Amelia Peabody Tileston (1872–1920) was an American Red Cross worker in Serbia during World War I. She organized and conducted free canteens in the Serbian Army from her own personal funds. She was the first woman, not a Serbian, to whom the Order of St. Sava (third degree) was awarded.

==Early life and education==
Amelia Peabody Tileston was born on October 30, 1872, in Dorchester, Massachusetts. She was the third daughter, fourth of the seven children, of John Boies Tileston and Mary Wilder (Foote) Tileston. When she was two years old, her father bought a farm in Concord, Massachusetts, where the family lived for eight years. It was a milk farm of 200 acres, on the slope of Punkatasset Hill, running down to the Concord River, and it gave the children the freedom and varied interests of country life.
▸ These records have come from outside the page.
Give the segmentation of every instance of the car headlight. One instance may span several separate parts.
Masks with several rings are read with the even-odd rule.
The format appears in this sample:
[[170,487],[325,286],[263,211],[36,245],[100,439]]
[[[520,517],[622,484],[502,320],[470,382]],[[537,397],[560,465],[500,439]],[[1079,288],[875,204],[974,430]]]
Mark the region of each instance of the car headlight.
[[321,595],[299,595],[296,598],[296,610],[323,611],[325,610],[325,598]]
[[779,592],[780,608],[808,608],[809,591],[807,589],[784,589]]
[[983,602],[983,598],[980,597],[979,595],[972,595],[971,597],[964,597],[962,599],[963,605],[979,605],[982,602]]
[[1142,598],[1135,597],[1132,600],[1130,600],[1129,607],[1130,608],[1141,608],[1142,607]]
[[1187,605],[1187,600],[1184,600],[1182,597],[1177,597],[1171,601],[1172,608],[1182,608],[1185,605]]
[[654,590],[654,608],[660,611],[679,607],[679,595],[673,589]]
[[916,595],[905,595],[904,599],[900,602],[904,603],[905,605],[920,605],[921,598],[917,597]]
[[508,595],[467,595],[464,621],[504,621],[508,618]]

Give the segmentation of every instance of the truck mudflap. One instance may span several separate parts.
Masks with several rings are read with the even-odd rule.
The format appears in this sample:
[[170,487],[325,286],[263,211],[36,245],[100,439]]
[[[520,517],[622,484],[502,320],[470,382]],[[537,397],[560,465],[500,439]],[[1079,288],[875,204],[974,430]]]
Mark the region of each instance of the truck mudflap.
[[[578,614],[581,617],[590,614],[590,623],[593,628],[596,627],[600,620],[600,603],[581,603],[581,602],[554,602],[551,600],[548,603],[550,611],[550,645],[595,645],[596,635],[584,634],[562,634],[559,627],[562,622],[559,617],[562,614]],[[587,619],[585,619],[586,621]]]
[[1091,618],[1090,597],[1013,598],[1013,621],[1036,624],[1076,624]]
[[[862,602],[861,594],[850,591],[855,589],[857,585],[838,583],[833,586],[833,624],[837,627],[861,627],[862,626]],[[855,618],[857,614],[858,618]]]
After 1882, when the farm was sold, they lived for a few years in Salem, Massachusetts and then in Brookline, Massachusetts where Tileston enjoyed the companionship of other children, which she had not had before. In Brookline, she went to Miss Baker's school, and then, from Milton, Massachusetts, to which town the family moved in 1889, she went to St. Agnes' School in Albany, New York for a year, and, afterwards, to Miss Folsom's School in Boston.

She made her first trip to Europe in 1895, and went abroad many times afterward. She was especially fond of Italy, and of Cortina, in the Tyrol, where she took long walks through the mountainous countryside.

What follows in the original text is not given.